Переход к заключительным системам
1. Как после изложения учений Гербарта и Шопенгауэра можно было бы воздержаться от выделения отдельных противоположностей, поскольку это было бы простым повторением того, что сказано в §41 моей большой работы, так же обстоит дело со сравнением Баадера и Окена и с тем же §44, 19, о котором говорилось там же. Даже там, где они сходятся до слова, диаметральная противоположность остается; и если Баадер превозносит тот факт, что, согласно Окену, человек – это железо, которое имеет для своего магнита то, на что направлено его внимание, то Окен увидел бы в том смысле, в котором это понимает Баадер, собственное искажение, точно так же, как увидел бы его Баадер, если бы Карл Фогт, например, хотел сказать, что он полностью согласен с Баадером в том, что человек есть то, что он ест. Это противопоставление можно сформулировать таким образом, что, согласно Окену, вся философия превращается в натурфилософию, а согласно Баадеру – в религиозную философию. Однако именно по этой причине, если бы философия стремилась не быть одновременно и тем и другим повсюду, как у Баадера, а быть одной в одной части системы и другой в другой, ей следовало бы учиться там у Окена, а здесь у Баадера. Последнее, однако, было указано (§296, 3) как задача новейшей философии; поэтому они значительно приблизили ее к решению. Возможно, даже больше, чем если бы они были менее односторонними.
2. Если, однако, мы сейчас упустим из виду развитие моментов, связанных в Канте, то противостояние Рейнгольда и его противников, оба из которых считали себя истинными преемниками Канта, впервые выявило оппозицию внутри самой критики, которая разделяла восемнадцатый век до Канта; и там, где она вновь примиряется (Фихте и Шеллингом), это дает более прочный сплав, чем мог дать сам Кант. То, что философия должна быть идеал-реализмом, несомненно. Во-вторых, контраст между учением о науке и системой тождества показал, что объединение пантеизма и индивидуализма, как это пытался сделать Кант, было далеко не полным решением второй задачи новейшей философии, но что важно подняться над семнадцатым и восемнадцатым веками, создав учение, делающее возможным конкретный монотеизм и такое представление о государстве, в котором ни отдельный человек не приносится в жертву целому, ни наоборот. Шеллинг попытался сделать это вместе со своими друзьями в своей работе «Freibeitslebre». Но теперь, в-третьих, когда стороны, соединяющиеся в нити его личности, которые в нем породили сначала античного философа, боготворившего природу и государство, а затем средневекового философа, погруженного в Бога, проявились рядом друг с другом в наиболее выраженной форме в Баадере и Окене, наступило время, когда может найти свое решение и третья задача, а именно: создание системы, в которой (личность не приносится в жертву целому, а целое приносится в жертву личности: создать систему, в которой (не отказываясь от двух только что упомянутых завоеваний) античность и средневековье окажутся на службе XIX века, космософия и теософия станут моментами антропософской философии.
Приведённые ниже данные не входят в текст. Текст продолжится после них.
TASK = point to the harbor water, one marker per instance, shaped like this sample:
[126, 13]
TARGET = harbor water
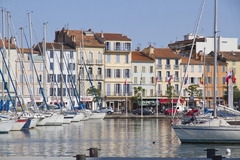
[114, 138]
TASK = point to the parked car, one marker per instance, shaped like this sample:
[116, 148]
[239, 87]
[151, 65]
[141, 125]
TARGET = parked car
[170, 111]
[145, 111]
[107, 110]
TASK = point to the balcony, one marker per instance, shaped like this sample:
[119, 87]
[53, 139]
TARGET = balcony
[90, 76]
[81, 76]
[160, 79]
[99, 77]
[90, 61]
[159, 66]
[167, 66]
[99, 61]
[176, 66]
[176, 79]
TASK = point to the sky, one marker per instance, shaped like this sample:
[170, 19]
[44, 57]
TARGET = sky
[155, 22]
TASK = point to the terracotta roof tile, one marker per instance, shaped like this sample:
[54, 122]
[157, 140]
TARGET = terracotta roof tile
[138, 56]
[113, 37]
[230, 56]
[164, 53]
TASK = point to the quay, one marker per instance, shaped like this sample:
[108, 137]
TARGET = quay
[112, 158]
[119, 115]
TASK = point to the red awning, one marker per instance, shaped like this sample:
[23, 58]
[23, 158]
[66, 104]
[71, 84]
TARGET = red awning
[169, 100]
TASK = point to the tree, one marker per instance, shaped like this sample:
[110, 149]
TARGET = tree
[236, 95]
[171, 93]
[192, 90]
[137, 93]
[91, 91]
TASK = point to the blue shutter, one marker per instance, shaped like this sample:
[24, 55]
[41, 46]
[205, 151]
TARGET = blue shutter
[120, 89]
[114, 89]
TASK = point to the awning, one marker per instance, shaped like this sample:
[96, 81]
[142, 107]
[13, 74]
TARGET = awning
[169, 100]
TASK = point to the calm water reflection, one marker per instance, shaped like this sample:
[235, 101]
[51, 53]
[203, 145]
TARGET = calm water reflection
[115, 138]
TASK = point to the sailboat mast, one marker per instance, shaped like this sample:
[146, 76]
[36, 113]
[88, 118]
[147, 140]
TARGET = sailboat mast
[3, 40]
[44, 61]
[8, 25]
[30, 32]
[215, 57]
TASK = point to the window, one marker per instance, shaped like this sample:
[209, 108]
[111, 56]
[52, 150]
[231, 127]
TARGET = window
[108, 73]
[51, 54]
[21, 78]
[151, 69]
[184, 68]
[99, 86]
[31, 66]
[199, 68]
[127, 58]
[99, 71]
[41, 66]
[108, 46]
[135, 80]
[118, 58]
[90, 70]
[71, 54]
[176, 61]
[31, 78]
[117, 73]
[168, 61]
[59, 78]
[127, 73]
[223, 68]
[143, 80]
[208, 68]
[192, 68]
[192, 80]
[223, 80]
[51, 66]
[108, 58]
[208, 92]
[135, 69]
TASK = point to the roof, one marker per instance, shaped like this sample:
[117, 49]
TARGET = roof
[164, 53]
[138, 56]
[78, 37]
[230, 56]
[192, 61]
[112, 37]
[12, 45]
[54, 45]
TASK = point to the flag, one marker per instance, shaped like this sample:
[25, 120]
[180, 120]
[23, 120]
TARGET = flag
[228, 76]
[141, 79]
[186, 79]
[233, 77]
[169, 79]
[201, 80]
[125, 82]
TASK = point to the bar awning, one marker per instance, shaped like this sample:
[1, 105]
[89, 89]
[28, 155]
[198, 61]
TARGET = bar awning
[165, 100]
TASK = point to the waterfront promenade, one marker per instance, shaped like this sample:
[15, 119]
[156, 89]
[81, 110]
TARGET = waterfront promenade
[119, 115]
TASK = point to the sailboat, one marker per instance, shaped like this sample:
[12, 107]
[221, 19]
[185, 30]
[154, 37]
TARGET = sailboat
[213, 129]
3. Из трех систем, которые до сих пор, по-видимому, лучше всего решали эту задачу, – панентеизма Краузе, панлогизма Гегеля и позитивной философии Шеллинга – третья, поскольку Шеллинг прямо признает, что именно благодаря Гегелю он понял, что то, чему он учил до этого времени, было лишь частью целой системы, должна быть отброшена, а поскольку последняя стала известна только после смерти Гегеля, да и то в аутентичном виде, лишь отдельные ее части были полностью проработаны, а о многом она содержит лишь плодотворные намеки, ее следует отделить от двух других и отнести к разделу, где рассматривается брожение в немецкой философии после смерти Гегеля. Здесь, однако, можно подчеркнуть, что сочетание ранней зрелости, долгой жизни и свежего возраста позволило ему стать эпигоном там, где он был прогонистом.
§327.
Панентеизм Краузе
H. S. Lindemann, Uebersichtliche Darstellung des Lebens und der WiMenichafls- lehre C. Chr. F. Krauses und dessen Standpunktes rar Freimaurerbrüderschafl, München 1839. P. Hohlfeld, Die Krausesche Philosophie, Jena 1891. B. Eucken, Zar Erinnerung an Krause, Leipzig 1881.
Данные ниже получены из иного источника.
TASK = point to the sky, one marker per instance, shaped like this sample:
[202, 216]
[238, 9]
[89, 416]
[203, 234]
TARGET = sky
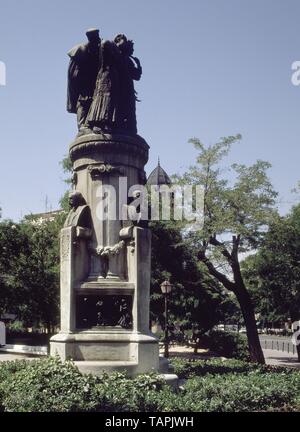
[211, 68]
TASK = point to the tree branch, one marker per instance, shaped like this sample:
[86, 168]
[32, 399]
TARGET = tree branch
[214, 272]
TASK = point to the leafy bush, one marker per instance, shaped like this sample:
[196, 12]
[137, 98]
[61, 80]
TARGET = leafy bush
[227, 344]
[193, 367]
[50, 385]
[213, 385]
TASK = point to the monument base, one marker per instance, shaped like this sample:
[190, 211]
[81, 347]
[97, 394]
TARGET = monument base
[115, 350]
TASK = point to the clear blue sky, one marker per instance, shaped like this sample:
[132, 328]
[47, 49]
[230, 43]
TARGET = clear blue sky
[211, 68]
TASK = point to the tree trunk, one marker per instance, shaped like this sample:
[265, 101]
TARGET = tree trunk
[295, 317]
[255, 350]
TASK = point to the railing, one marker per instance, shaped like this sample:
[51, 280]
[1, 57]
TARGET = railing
[274, 344]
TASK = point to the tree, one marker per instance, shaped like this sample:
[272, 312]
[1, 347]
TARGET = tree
[273, 275]
[29, 270]
[236, 215]
[195, 301]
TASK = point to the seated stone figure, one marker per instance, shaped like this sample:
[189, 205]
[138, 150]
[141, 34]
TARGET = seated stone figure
[80, 214]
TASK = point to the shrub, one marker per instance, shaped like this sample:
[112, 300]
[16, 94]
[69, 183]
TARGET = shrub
[193, 367]
[213, 385]
[227, 344]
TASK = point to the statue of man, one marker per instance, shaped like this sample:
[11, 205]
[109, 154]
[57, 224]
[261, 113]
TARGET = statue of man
[79, 214]
[85, 61]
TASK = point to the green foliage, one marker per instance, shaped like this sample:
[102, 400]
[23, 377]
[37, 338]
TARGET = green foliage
[29, 269]
[213, 385]
[227, 344]
[195, 301]
[273, 274]
[194, 367]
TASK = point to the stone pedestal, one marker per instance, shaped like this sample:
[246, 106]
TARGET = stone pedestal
[105, 265]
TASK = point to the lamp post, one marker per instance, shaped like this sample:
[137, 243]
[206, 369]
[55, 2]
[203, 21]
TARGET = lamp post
[166, 288]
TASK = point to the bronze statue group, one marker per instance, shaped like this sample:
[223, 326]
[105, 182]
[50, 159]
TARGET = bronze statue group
[101, 91]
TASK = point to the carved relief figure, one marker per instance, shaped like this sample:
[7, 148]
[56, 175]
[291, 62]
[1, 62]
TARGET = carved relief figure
[85, 60]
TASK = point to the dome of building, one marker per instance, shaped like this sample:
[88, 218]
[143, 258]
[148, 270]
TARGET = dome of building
[158, 176]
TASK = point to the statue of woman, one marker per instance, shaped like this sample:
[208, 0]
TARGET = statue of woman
[130, 70]
[114, 100]
[102, 113]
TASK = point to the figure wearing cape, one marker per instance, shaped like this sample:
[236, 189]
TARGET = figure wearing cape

1 Карл Христиан Фридрих Краузе (родился 6 мая 1781 г., с 1802 г. – приват-доцент в Йене, с 1804 г. – приват-доцент в Дрездене, в 1814 г. – приват-доцент в Берлине, в следующем году – снова в Дрездене, с 1823 г. – приват-доцент в Геттингене, умер 27 сентября 1832 г., как раз в то время, когда собирался хабилитироваться в Мюнхене). Полный указатель его работ, как опубликованных им самим, так и изданных его учениками после его смерти до 1852 г., можно найти в §45 моей часто цитируемой работы. Упомянем наиболее важные из них: Entwurf eines Systems der Philosophie, Jena 1804; System der Sittenlehre, 1810; Das Urbild der Menschheit, 1811; Abriss des Systems der Philosophie, erste Abtheilung, Analytische Philosophie, 1825; Abriss des Systems der Logik, 1828; Abriss des Systems der Rechtsphilosophie, 1828; Vorlesungen über das System der Philosophie, 1828; Vorlesungen über die Grundwahrheiten der Wissenschaft, 1829. К ним добавляются, среди опубликованных после его смерти, работы В. Леонгарди: Die Lehre vom Erkennen, die absolute Religionsphilosophie, Geist der Geschichte der Menschheit, Lebenlehre und Philosophie der Geschichte, а также многочисленные труды, изданные П. Хольфельдом, верным почитателем Краузе, Ауг Вюнше и Г. Моллатом в 1882—1891 гг. из имения Краузе: Das System der Ästhetik (1883), Vorlesungen über angewandte Philosophie der Geschichte, über das System der Philosophie (zweite, synthetischdeduktive Abth., 1889), die Grundlage des Naturrechts (1890; вторая часть работы Краузе, опубликованной в 1803 году) и das Eigentümliche der Wesenlehre (с биографическими документами и списком трудов, 1891). (Здесь опущены многочисленные труды по математике и музыке, в которых он был виртуозом, а также по масонству, которые сыграли решающую роль в его жизни).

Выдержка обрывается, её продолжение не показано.